“I Thought, Well, This Is a Sindhi Paada (Neighbourhood)!”: Hindu Sindhis and Diasporic Belonging in Hong Kong

Tuesday, 8 July 2025: 09:30
Location: SJES024 (Faculty of Legal, Economic, and Social Sciences (JES))
Oral Presentation
Radhika MATHRANI CHAKRABORTY, University of Manchester, United Kingdom
This paper explores how Hong Kong became a meaningful and desirable node in the Hindu Sindhi diasporic network, and how older mercantile imaginaries frame contemporary forms of belonging in the ‘global city’. The Hindu Sindhi diaspora in Hong Kong has emerged through a range of mobilities and connections - sojourning for trade from the 1880s onwards, displacement from Sindh during the 1947 Partition, and more contemporary migrations for business, employment, and marriage.
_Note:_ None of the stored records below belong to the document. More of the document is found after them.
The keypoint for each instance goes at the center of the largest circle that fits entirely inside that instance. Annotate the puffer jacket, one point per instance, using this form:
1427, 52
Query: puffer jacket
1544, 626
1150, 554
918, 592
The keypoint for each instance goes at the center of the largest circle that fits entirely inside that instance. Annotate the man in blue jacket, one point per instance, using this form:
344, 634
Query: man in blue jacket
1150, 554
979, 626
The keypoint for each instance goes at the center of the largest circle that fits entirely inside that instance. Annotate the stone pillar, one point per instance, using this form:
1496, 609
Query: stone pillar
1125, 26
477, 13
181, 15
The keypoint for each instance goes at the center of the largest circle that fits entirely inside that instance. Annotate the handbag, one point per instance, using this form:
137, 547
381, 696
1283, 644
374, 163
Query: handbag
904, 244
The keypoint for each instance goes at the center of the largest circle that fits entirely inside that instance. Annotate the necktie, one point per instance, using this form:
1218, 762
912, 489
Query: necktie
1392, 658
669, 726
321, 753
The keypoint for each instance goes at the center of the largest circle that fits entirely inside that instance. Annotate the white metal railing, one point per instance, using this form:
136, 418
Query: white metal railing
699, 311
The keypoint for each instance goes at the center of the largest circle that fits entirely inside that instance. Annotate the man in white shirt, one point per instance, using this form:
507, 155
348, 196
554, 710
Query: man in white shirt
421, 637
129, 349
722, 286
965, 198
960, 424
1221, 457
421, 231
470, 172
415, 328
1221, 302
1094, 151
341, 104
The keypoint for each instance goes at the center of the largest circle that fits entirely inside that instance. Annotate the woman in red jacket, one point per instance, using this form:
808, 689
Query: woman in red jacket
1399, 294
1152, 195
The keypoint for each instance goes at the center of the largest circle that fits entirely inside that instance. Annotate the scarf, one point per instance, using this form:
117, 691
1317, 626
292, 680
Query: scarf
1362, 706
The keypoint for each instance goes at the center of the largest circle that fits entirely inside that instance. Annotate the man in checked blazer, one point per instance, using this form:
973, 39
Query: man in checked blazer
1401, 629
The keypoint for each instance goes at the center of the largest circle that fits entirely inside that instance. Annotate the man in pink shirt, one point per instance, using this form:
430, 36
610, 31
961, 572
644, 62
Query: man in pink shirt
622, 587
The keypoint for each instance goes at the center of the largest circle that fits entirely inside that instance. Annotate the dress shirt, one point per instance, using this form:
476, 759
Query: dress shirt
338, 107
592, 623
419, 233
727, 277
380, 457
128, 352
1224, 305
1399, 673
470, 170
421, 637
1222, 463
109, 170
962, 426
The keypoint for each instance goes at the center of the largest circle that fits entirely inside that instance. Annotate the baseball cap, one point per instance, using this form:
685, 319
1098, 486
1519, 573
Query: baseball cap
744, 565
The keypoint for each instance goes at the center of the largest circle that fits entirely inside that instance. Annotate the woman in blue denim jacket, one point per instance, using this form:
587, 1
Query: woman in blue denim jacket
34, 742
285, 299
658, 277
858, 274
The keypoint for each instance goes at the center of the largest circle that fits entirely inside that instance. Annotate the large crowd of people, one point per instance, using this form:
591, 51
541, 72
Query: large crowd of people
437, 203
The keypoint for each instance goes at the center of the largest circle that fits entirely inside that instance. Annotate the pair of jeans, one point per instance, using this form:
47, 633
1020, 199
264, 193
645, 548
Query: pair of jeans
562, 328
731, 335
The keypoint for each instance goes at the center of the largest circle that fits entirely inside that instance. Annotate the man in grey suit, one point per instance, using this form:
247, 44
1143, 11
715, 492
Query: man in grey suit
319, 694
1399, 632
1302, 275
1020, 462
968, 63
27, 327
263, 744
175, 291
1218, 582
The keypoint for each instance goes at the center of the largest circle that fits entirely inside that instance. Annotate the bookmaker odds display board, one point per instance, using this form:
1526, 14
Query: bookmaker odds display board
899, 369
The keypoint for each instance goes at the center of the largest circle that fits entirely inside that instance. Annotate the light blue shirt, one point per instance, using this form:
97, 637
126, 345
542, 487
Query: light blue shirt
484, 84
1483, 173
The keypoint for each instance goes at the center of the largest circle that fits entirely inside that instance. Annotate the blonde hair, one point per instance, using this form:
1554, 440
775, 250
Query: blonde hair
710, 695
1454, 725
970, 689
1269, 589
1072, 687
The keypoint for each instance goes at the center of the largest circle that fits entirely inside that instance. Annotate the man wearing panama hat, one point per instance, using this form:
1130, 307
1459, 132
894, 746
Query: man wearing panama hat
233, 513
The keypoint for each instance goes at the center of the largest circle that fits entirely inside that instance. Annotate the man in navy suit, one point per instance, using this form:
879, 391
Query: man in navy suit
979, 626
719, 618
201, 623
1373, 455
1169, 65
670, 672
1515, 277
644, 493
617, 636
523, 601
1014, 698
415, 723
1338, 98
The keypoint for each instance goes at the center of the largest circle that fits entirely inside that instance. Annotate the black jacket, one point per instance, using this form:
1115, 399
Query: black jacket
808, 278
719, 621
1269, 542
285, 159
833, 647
Drawing on interviews, ethnographic data, and archival sources, this paper explores how Hong Kong emerged as a ‘place of the future’, and as a ‘Sindhi place’ in this diasporic imaginary. Research for this paper was carried out from 2019-2021 - at a time when 'expatriate’ mobilities and futures in Hong Kong came into question alongside new ‘national security’ legislation, pro-democracy protests, and the Covid-19 pandemic. However, during this uncertain time, older mercantile imaginaries continued to shape the Sindhi diaspora’s ties to the city. An interlocutor who described Hong Kong as a ‘lit-up city’ and place of the ‘future’, also felt, on arriving at Hong Kong’s Wyndham Street in 1969, that they had arrived in a ‘Sindhi paada' (neighbourhood). Interlocutors often narrated local histories of such neighbourhoods to map diasporic change and belonging. They also expressed how a futural vision and promise of Hong Kong circulated in the wider Sindhi diasporic imaginary, and continues to mediate mobility and community here. Through such accounts, I suggest that diaspora nodes (like Hong Kong) emerge as ‘points of convergence’ - in space and time, where people, things, goods, and ideas collect; and as ‘points of articulation’ – for articulating and experiencing belonging, as well as orienting and facilitating movement and connections to elsewhere. This frames the ‘global city’ as a node within wider diasporic currents, mediating forms of belonging for such communities.